Has Nissan already stolen money from Honda to buy meth? And then pulled over and searched for said meth? And when Nissan pulled over, did they scrape the front bumper cover on a tall curb? And did that bumper fall off? And when they were on trial for the above, did they escape prosecution by smuggling themselves out of the country in a large music equipment box?

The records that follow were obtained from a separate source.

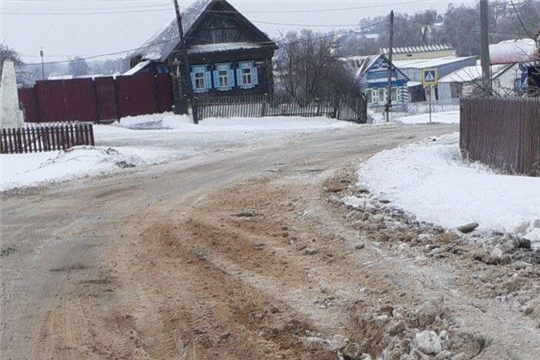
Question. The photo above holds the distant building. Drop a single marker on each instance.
(506, 81)
(226, 53)
(420, 52)
(371, 74)
(414, 69)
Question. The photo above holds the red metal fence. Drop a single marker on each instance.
(97, 100)
(39, 138)
(502, 133)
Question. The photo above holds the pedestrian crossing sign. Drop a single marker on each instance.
(430, 77)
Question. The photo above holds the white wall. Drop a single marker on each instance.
(10, 114)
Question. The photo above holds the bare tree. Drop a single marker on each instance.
(308, 67)
(78, 66)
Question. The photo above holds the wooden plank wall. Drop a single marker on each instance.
(45, 138)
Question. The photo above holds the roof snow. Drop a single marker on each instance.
(159, 46)
(360, 64)
(137, 68)
(513, 51)
(473, 73)
(418, 49)
(428, 63)
(222, 47)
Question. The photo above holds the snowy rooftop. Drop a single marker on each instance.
(473, 73)
(513, 51)
(418, 49)
(159, 46)
(222, 47)
(360, 64)
(429, 63)
(137, 68)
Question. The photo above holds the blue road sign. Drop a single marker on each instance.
(430, 77)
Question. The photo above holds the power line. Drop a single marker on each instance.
(457, 28)
(177, 39)
(103, 11)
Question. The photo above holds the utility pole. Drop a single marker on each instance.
(390, 51)
(42, 65)
(484, 40)
(186, 92)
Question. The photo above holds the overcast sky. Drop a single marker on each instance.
(68, 28)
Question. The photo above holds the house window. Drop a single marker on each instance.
(247, 75)
(223, 77)
(200, 78)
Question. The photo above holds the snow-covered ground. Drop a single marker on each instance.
(427, 179)
(150, 139)
(430, 181)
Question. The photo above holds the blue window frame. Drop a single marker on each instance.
(247, 76)
(223, 77)
(201, 79)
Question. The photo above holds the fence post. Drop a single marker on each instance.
(263, 110)
(194, 110)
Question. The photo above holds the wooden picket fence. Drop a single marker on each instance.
(45, 137)
(342, 108)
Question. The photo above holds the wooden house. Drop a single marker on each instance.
(226, 54)
(371, 74)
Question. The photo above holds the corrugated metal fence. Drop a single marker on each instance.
(97, 100)
(342, 108)
(502, 133)
(40, 138)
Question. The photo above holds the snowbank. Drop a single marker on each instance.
(431, 181)
(150, 139)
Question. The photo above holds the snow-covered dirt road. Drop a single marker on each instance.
(251, 254)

Cause that would be the most Nissan way I could think of.

Ranwhenparked
Ranwhenparked
7 hours ago

What’s Nissan going to do? Beg the Japanese government for a low interest loan or loan guarantees, and sell off or mortgage anything they can. And, if that fails, maybe try find a merger partner from outside the auto industry that can bring the same financial benefits as Honda without the actual industrial synergy

Bob the Hobo
Bob the Hobo
7 hours ago

Penske should buy them and become the ultimate rental car manufacturer. Sort of like Checker Motors being a taxi manufacturer that mainly sold cars to the Checker Taxi company.

Thomas Metcalf
Thomas Metcalf
7 hours ago
Reply to  Bob the Hobo

That is brilliant. They can bring production to 3 models. Altima, Rogue, Pathfinder. All in base model trim. Perfect for the rental fleet operator.

ColoradoFX4
ColoradoFX4
7 hours ago

Meet Kristian. He’s 41 and lives in an apartment in Braunschweig with his cat, Moritz. His engagement with girlfriend Sabrina fell apart a couple of years ago, but he’s doing ok. Denk-Bar isn’t too far from his apartment, where the beer is fairly cheap and he can watch Eintracht Braunschweig matches surrounded by fellow supporters.

Parsko
Parsko
7 hours ago
Reply to  ColoradoFX4

Sabrina promptly left him when she learned of his existence as the poster child of German manufacturing on this weird US automotive site.

Chronometric
Chronometric
7 hours ago
Reply to  Parsko

Didn’t stop Elise (NHRN)!

ColoradoFX4
ColoradoFX4
4 hours ago
Reply to  Parsko

In her defense, she made it very clear she had no interest in being in the public spotlight, which was impossible thanks to Kristian’s rise to Autopian fame.

Der Foo
Der Foo
7 hours ago

What is Nissan going to do now?

Damage report!
Guidance system out. Auxiliary steering system out.
Defense! Defense!
She won’t answer the helm. We’re locked into the moon’s gravitational pull. What do we do?
{Mechanical monical flips into place} We die.